Figure 3 Atorvastatin combined with gefitinib inhibited the AMPK-SREBP1 signaling pathway. A and B: Western blotting analysis revealed that, after combination treatment with atorvastatin and gefitinib, the expression of p-AMPK and SREBP1 decreased compared with that in the single-agent atorvastatin or gefitinib groups; C and D: Western blotting analysis revealed that, after combination treatment with sh-HMGCR and gefitinib, the expression of p-AMPK and SREBP1 decreased compared with that in the single-agent sh-HMGCR or gefitinib groups. Data are presented as the mean ± SD. ^aP < 0.05, ^bP < 0.01, ^cP < 0.001.

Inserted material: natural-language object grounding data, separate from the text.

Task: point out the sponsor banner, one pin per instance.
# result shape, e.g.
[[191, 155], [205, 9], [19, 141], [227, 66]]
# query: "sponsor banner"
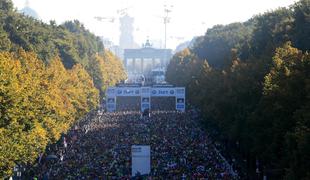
[[111, 107], [128, 91], [111, 91], [145, 91], [180, 91], [162, 92]]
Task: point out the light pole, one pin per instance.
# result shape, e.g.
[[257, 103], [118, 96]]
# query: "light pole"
[[167, 10]]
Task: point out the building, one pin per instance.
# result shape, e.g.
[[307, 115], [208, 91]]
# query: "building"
[[145, 59]]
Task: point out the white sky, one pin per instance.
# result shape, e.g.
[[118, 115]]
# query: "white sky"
[[189, 18]]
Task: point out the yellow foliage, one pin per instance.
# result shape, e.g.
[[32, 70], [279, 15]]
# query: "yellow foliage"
[[38, 104]]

Figure 4 Atorvastatin combined with gefitinib enhanced the inhibition of tumorigenesis in mice. A: The photograph shows that compared with atorvastatin or gefitinib alone, the combination of atorvastatin and gefitinib inhibited tumor formation in mice; B: Compared with atorvastatin or gefitinib alone, the combination of atorvastatin and gefitinib inhibited tumor weight; C: Compared with atorvastatin or gefitinib alone, the combination of atorvastatin and gefitinib inhibited tumor volume; D: The hematoxylin and eosin staining results showed that there was no obvious damage to the heart, lungs and liver of mice; E: There were no significant differences in liver function markers (alanine aminotransferase, aspartate aminotransferase) or creatinine levels between the control and treatment groups, indicating a favorable safety profile; F: KI67 staining showed that the combination of atorvastatin and gefitinib inhibited tumor proliferation; G: Immunofluorescence results showed that the number of LC3 fluorescence spots increased and P62 reduced following atorvastatin and gefitinib treatment. Data are presented as the mean ± SD. ^aP < 0.05, ^bP < 0.001. NS: Not significant; ALT: Alanine aminotransferase; AST: Aspartate aminotransferase; CREA: Creatinine.